Can igraph identify approximate isomorphic graphs? also called inexact graph matching.

Thanks in advance.

The Mathematica interface (you tagged this question as Mathematica) cannot yet do this.

The R interface has the match_vertices functions. It is at the moment only available in R.

Thanks for your response. I meant to tag R but somehow ended up in M interface. Sorry for the mistake.

A follow up question: the match_vertices function can only work for A and B of the same size. what I am actually looking for is:

a graph similarity measure : minimum cost of edit path (sequence of node and edge edit operations) transforming graph G1 to graph isomorphic to G2.

Reference: https://networkx.org/documentation/networkx-2.2/reference/algorithms/generated/networkx.algorithms.similarity.graph_edit_distance.html#networkx.algorithms.similarity.graph_edit_distance

I was wondering if igraph can do the same thing.

Thanks.

At the moment, there is no such functionality in igraph. I guess you are looking for better performance than what networkx offers? The problem is NP-complete, so another exact implementation is unlikely to make much larger graphs feasible.

Wikipedia says that there are some fast approximation algorithms. Personally, I do not have experience with these. I don’t know where one can find an implementation and how accurate they are.

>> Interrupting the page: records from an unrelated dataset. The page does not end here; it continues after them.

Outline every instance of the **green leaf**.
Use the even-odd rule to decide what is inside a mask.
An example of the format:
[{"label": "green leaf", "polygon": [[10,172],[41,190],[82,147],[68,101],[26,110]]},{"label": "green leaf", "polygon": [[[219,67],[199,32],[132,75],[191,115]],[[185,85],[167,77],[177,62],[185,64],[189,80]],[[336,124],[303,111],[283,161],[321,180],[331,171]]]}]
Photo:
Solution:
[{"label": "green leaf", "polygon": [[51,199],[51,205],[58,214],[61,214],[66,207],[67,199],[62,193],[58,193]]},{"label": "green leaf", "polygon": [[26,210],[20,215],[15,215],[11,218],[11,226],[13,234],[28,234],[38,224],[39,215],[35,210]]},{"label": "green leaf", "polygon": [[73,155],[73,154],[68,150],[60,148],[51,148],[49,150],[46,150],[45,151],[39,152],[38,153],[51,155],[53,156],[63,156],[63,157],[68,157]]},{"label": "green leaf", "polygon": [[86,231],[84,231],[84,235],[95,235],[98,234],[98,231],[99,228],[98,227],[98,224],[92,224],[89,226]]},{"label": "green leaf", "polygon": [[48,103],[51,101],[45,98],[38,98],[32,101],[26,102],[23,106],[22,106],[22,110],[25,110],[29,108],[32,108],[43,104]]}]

Thanks so much for your quick response. I appreciate that.

I am actually trying to find such functionality in R, but networkx is only for python.

But thanks for clarifying that igraph does not offer that for now. That helps.

Hope you have nice day.

Should you wish to contribute this functionality to igraph, it would be very welcome! Of course, it is far from a trivial task …

Here are some tips you can try:

  • Pad the smaller graph with isolated vertices so its size matches the larger one, then use match_vertices
  • Sometimes it’s useful to characterize the “similarity” of two graphs indirectly, by computing a vector of several global graph properties for both graphs, then measuring the distance of these vectors. I would try spectral properties first.

Thank you for your response. I wish I were able to contribute, but my knowledge on developing a functionality is basically zero.

Also thanks for your suggestions. I will definitely try them.